People, it’s time to wake up. If you are a buyer, get a buyer’s agent. That step will save you money.
How Much Will Zillow Cost You?
April 26th, 2011How much will Zillow add to the cost of a home. You may wonder why I ask that. Doesn’t seem to make sense. Well, here’s the scoop from my point of view.
It costs so much to run a real estate business. That fluctuates slightly and has trended down over the last few years. You may argue that particular instances cost less but discount companies have come and for the most part gone or revised their business model to look a lot like other, stable companies. It’s called the cost of doing business.
So what is Zillow doing that will raise the cost to you, the consumer? Two things for starters. First: They are in the news making an effort to raise $52,000,000 in an IPO. And Second: They have a new landing page.

It looks very much like Zillow wants to be the place where you go to look for a house AND it looks like Zillow wants to be the place you go to get a home loan. And, because of their funky Zestimates and Zest-a-rents they have captured a large share of the viewing public. They don’t claim that they are very accurate. They just found a way to give the public something for nothing, and the public bought in.
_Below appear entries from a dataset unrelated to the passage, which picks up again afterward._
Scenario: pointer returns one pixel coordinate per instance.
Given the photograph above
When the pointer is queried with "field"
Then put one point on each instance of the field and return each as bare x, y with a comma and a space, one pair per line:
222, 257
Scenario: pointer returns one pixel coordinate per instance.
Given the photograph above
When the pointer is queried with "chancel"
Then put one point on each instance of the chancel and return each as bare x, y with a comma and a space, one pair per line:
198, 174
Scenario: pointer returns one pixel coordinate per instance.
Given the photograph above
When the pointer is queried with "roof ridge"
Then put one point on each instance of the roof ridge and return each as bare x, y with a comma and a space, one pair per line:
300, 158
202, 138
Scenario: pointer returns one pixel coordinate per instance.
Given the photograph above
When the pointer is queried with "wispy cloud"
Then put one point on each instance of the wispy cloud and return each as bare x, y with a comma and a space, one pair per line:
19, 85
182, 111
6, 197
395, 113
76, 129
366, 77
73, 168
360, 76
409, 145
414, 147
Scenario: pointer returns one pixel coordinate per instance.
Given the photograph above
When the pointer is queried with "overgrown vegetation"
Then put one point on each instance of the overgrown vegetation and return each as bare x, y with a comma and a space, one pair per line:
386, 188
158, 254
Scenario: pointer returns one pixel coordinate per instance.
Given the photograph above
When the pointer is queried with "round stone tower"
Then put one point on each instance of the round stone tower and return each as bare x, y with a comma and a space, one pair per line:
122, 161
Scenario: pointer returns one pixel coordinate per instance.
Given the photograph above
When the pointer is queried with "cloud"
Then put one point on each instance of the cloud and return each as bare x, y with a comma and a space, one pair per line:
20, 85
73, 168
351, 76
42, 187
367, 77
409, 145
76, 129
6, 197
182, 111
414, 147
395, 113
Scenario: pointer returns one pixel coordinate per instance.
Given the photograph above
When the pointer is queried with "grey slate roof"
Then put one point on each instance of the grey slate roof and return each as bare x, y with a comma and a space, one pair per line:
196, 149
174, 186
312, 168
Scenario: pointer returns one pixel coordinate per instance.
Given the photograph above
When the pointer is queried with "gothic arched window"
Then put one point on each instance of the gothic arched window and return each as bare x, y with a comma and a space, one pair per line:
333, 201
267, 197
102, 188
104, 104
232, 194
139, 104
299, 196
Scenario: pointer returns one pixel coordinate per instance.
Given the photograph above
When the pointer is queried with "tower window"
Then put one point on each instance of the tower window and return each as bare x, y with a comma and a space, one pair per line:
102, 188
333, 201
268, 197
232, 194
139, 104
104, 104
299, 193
But why do I keep saying it will cost home buyers and sellers more now? Isn’t Zillow free? Yes, my friends Zillow is free for you. But Zillow will be directing you with advertising to agents and lenders who pay Zillow to feature those agents and lenders on the site. And how do agents and lenders stay in business? They pass the cost of doing business on the their customers.
What can you do?
You can use the Zillow model if you want and you can think you are getting a discount, because it may say you are getting a discount, but someone has to pay for the advertising, and we know who that will be.
How’s That Again? The Appraisal Fee is What?
April 17th, 2011Over the past few years, the housing market has been pretty well shaken up. Blame was assigned here and there and there were many advocates stomping around trying to help the consumer. One such effort was designed to find a way to keep banks and appraisers from coming up with bogus appraisals.
So I recommend reading Kenneth Harney’s article Housing: Appraisal Fees Fatten Lenders; why it matters. IT seems to me that the banks threatened the appraisers with no work if they didn’t come in with the right values back in 2004-2007, and then when the crush came blamed the appraisers for what they forced them to do. Now the “clearing house” filter to keep banks and appraisers at arms length is working against the appraiser (they make less on each appraisal) and in favor of the banks (they charge what they want because so few people question the charges).
Read the article. Be proactive and question all of the fees on the settlement station. You deserve to know where you money is going and why.